Every SL PRINTS work begins with a note, a fragment of observation, a brief impulse — sometimes a word saved on the phone, sometimes a drawing in the margin of a notebook. The sketch is not yet a painting; it is a map of decisions to be made. It is the stage where most happens in the head and least on the paper, and that disproportion protects the later work from excess.
At this stage, constraints matter most: format, palette, layer rhythm. The narrower the frame, the more room for precise artistic decisions. The choice that a given piece will exist as A5 rather than A3, that it will be made with a pen rather than a brush, that it will contain no color — these are not technical limitations but conscious acts of language that define what the work will be about at all.
From idea to sketch
After the sketch comes the execution of the original. This is the moment that costs the most time — not because of the number of hours but because of the intensity of attention. Pen on paper allows no corrections; every line stays. This irreversibility is both a burden and a gift: it forces every gesture to be truly considered, but also prevents escape into endless revision, in which so many works are lost today.

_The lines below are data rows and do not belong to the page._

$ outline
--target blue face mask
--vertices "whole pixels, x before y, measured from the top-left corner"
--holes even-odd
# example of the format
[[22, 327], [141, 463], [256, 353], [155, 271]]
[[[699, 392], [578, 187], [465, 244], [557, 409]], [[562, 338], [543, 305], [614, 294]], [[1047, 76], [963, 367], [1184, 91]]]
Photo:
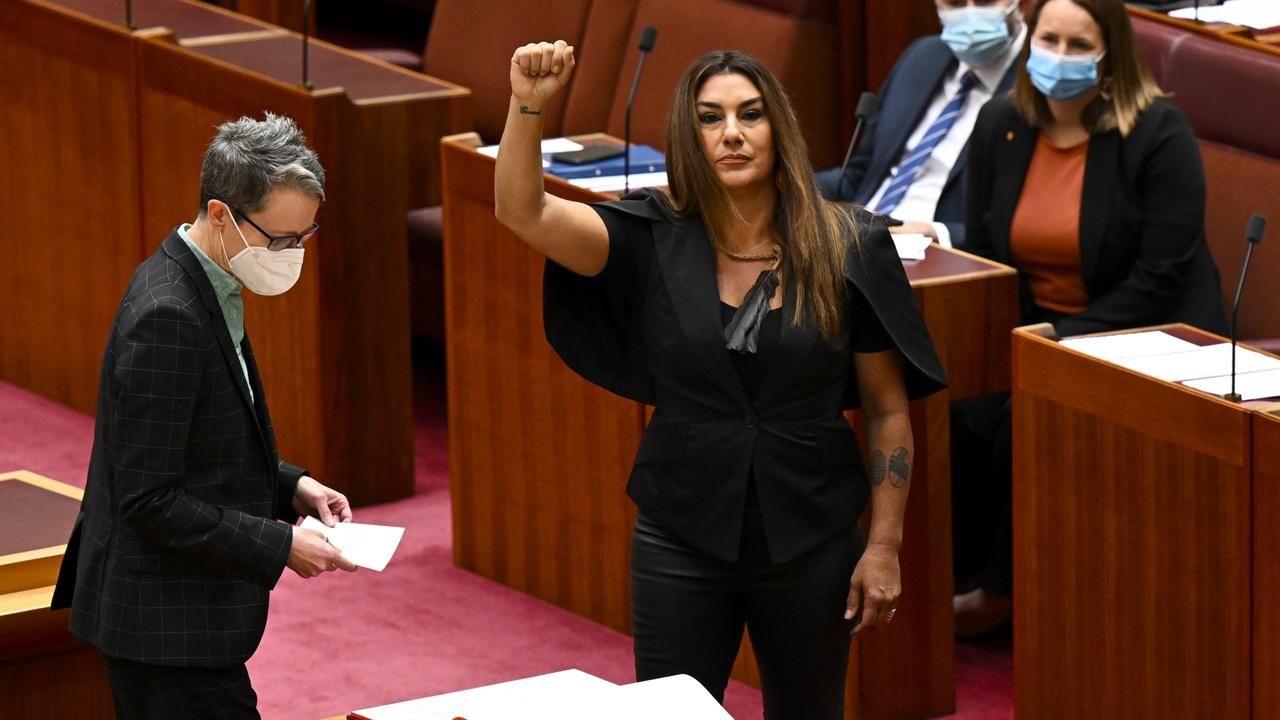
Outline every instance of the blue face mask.
[[962, 7], [939, 10], [942, 42], [970, 67], [983, 67], [995, 62], [1009, 47], [1009, 15], [1018, 4], [1008, 7]]
[[1031, 46], [1027, 58], [1027, 74], [1031, 84], [1051, 100], [1075, 100], [1098, 84], [1098, 55], [1059, 55]]

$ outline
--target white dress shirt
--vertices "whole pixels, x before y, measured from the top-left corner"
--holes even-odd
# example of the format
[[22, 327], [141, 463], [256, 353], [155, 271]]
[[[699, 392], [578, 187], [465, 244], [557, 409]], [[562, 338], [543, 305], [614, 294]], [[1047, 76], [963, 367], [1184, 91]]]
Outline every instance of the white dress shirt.
[[[957, 64], [956, 68], [947, 74], [943, 80], [942, 86], [938, 92], [934, 93], [933, 99], [929, 101], [929, 107], [925, 110], [924, 115], [920, 116], [920, 122], [916, 125], [916, 129], [907, 138], [907, 144], [903, 147], [902, 158], [911, 155], [920, 141], [924, 139], [924, 134], [928, 131], [929, 126], [933, 125], [933, 121], [942, 114], [942, 109], [960, 89], [960, 78], [965, 73], [973, 70], [973, 75], [977, 78], [977, 82], [973, 84], [973, 88], [969, 90], [969, 99], [965, 101], [964, 108], [960, 110], [960, 114], [956, 116], [955, 124], [947, 131], [946, 137], [938, 143], [933, 149], [933, 153], [929, 159], [925, 161], [924, 168], [920, 170], [920, 174], [916, 176], [911, 187], [907, 189], [907, 194], [902, 197], [902, 201], [898, 203], [898, 207], [894, 209], [893, 216], [899, 220], [906, 221], [923, 221], [933, 226], [934, 231], [938, 235], [938, 243], [943, 247], [951, 247], [951, 232], [947, 230], [947, 226], [933, 222], [933, 214], [938, 208], [938, 198], [942, 197], [942, 189], [946, 187], [947, 178], [951, 175], [951, 168], [955, 167], [956, 160], [960, 157], [960, 151], [964, 149], [965, 143], [969, 142], [969, 135], [973, 132], [974, 123], [978, 121], [978, 111], [983, 105], [987, 104], [1000, 87], [1000, 81], [1004, 78], [1009, 67], [1013, 65], [1013, 61], [1017, 59], [1018, 54], [1022, 52], [1022, 44], [1026, 42], [1027, 25], [1025, 22], [1020, 23], [1018, 37], [1013, 43], [1005, 48], [1000, 57], [993, 60], [990, 64], [983, 67], [970, 68], [964, 62]], [[884, 196], [886, 190], [889, 189], [889, 183], [893, 182], [893, 176], [898, 174], [898, 166], [895, 165], [889, 171], [889, 176], [880, 184], [880, 189], [876, 190], [876, 194], [871, 196], [871, 200], [867, 203], [867, 207], [875, 210], [880, 203], [880, 198]]]

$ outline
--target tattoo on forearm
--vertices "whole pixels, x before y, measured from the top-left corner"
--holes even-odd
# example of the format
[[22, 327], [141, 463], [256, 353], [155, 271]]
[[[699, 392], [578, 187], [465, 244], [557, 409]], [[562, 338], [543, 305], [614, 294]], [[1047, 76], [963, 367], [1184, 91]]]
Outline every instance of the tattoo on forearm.
[[521, 115], [541, 115], [541, 114], [542, 114], [542, 111], [541, 111], [541, 110], [534, 110], [533, 108], [529, 107], [528, 105], [521, 105], [521, 106], [520, 106], [520, 114], [521, 114]]
[[893, 457], [889, 459], [889, 471], [893, 473], [889, 482], [896, 488], [906, 487], [907, 481], [911, 479], [911, 466], [907, 464], [910, 454], [906, 448], [899, 447], [893, 451]]
[[871, 451], [871, 487], [879, 487], [884, 482], [884, 453], [879, 450]]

The finished original goes to the scanner — and here begins a process that is just as creative as the painting itself. A high-resolution scan is not merely a digital copy. It is a record of texture, color and depth of black with a precision invisible to the naked eye. The image is then calibrated for a specific substrate — cotton paper 310 g behaves differently from canvas stretched on a frame, so each version requires its own profile.
Print as a continuation of gesture
Giclée print on archival paper or canvas is not reproduction — it is a deliberate medium that preserves the texture of layers without losing color depth. The pigments used are certified for over 100 years of resistance under gallery conditions, meaning a piece that enters a living room today will stay with the family for generations. This time horizon shapes how we approach every copy already at the production stage.
Each copy is signed by hand. This is the moment when the creative process closes and the work is ready to travel to its new owner. The signature is not decoration — it is the author's commitment to the viewer, a mark that this specific object has been personally accepted and released. Without this manual gesture, the print would remain an anonymous object; with it, it becomes a work.
What you buy when you buy a print
Print does not end the painting — it confirms the decision to release it into the world.